Yesterday, Microsoft made yet another move to convince customers to drop Windows XP and adopt Windows 7, stating that, as contained in the Microsoft Support Lifecycle Policy, there were only 1,000 days of support life left in the 10-year-old operating system.
On April 8, 2014, security patches and hotfixes for all versions of Windows XP will no longer be available. This support discontinuation means that Windows XP will be vulnerable to security threats.
Furthermore, many third party software providers are not planning to extend support for their applications running on Windows XP, which translates to even more complexity, security risks, and ultimately, added management costs for IT departments still managing Windows XP environments.

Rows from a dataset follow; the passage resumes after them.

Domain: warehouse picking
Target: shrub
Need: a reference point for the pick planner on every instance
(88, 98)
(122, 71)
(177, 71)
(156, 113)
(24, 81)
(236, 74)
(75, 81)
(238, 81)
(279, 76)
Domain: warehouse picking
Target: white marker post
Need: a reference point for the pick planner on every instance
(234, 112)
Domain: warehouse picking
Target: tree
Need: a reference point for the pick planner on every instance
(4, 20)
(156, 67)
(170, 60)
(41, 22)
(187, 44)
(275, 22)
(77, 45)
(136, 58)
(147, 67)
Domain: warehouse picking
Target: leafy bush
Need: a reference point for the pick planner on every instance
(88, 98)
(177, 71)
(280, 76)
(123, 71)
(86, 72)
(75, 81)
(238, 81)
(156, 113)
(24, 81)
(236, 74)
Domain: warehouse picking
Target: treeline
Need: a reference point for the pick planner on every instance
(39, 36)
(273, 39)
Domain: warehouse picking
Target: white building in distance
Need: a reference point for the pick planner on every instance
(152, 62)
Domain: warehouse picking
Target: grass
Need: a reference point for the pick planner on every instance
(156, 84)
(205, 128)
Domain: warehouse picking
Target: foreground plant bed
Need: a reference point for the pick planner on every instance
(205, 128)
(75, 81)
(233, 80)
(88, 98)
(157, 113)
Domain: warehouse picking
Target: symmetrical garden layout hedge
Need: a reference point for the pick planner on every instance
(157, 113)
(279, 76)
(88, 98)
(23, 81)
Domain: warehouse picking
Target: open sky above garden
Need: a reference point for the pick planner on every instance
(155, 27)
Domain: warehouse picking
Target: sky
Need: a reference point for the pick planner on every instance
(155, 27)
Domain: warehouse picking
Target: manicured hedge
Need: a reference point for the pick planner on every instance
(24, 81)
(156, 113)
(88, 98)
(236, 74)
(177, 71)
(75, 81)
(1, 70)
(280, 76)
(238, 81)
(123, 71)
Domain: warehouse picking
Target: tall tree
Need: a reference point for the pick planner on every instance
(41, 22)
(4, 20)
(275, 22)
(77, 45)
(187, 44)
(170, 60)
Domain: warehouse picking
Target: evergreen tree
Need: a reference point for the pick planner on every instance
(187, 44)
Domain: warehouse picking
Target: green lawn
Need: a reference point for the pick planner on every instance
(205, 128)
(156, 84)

According to Stephen L Rose, IT community manager for the Windows commercial team;
The good news is there is a great alternative to Windows XP — Windows 7. And moving on is easier than ever with powerful tools and guidance to help you every step of the way. In fact, some of the world’s most prominent companies have already moved to Windows 7. Organizations like Boeing, InfoSys, Dell, Purdue University, Samsung, Royal Mail Group, and BMW are now benefiting from the cost-savings, security, and productivity gains Windows 7 delivers.
During a keynote speech at the ongoing Worldwide Partner Conference (WPC) in Los Angeles, Microsoft CEO, Steve Ballmer, announced that 400 million licences of Windows 7 has been sold since the product launch.
Today, also marks the end of support for Windows Vista Service Pack 1 (SP1), in accordance with the updated Service Pack Support policy.